In particular, I will explore how efficient designs in language models (a) may also act as inductive biases that improve their usefulness (b). For instance:
(1a) Jointly learning to model and tokenise language allows for merging spans of tokens in the intermediate layers of Transformers or in their key-value cache, which reduces time and memory requirements. (1b) In addition, this process also discovers possibly reusable and hierarchical abstractions (such as linguistic units) from raw data. What is more, this results in tokenization-free models that can integrate multiple modalities with different input spaces.
(2a) Learning parameter-efficient modules allows for fine-tuning LLMs with limited memory budgets. (2b) In addition, mixing these specialised modules through appropriate routing also leads to better generalisation. In particular, I will show how modules can be implemented as highly composable sparse adapters and how routing through modules can be learned automatically.
In conclusion, efficient designs of LLMs yield unexpected benefits, such as the ability to learn abstractions, dispose of tokenizers, and adapt fast to new tasks.
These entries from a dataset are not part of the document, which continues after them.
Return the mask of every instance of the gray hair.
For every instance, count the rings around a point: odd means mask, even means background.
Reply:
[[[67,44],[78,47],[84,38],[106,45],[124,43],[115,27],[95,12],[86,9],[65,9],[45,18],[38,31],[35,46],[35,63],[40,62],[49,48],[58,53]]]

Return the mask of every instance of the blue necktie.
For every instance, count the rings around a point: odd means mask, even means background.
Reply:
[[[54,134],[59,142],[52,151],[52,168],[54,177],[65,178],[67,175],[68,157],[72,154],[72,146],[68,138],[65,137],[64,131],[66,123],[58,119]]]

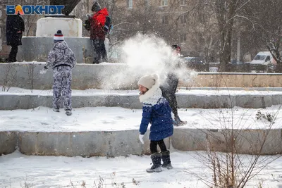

Bio: Edoardo M. Ponti is a Lecturer in Natural Language Processing at the University of Edinburgh and an Affiliated Lecturer at the University of Cambridge. Previously, he was a visiting postdoctoral scholar at Stanford University and a postdoctoral fellow at Mila and McGill University in Montreal. In 2021, he obtained a PhD in computational linguistics from the University of Cambridge, St John’s College. His main research foci are modular deep learning, sample-efficient learning, faithful text generation, computational typology and multilingual NLP. His research earned him a Google Research Faculty Award and 2 Best Paper Awards at EMNLP 2021 and RepL4NLP 2019. He is a (terrible) violinist, football and tennis player, and an aspiring practitioner of heroic viticulture.

The talk will be on the 1st floor at 90 High Holborn in the room called Function Space (on the left-hand side when you pass the door on the 1st floor). We strongly encourage people to **arrive on time**.

There will be **pizza** and socializing afterwards.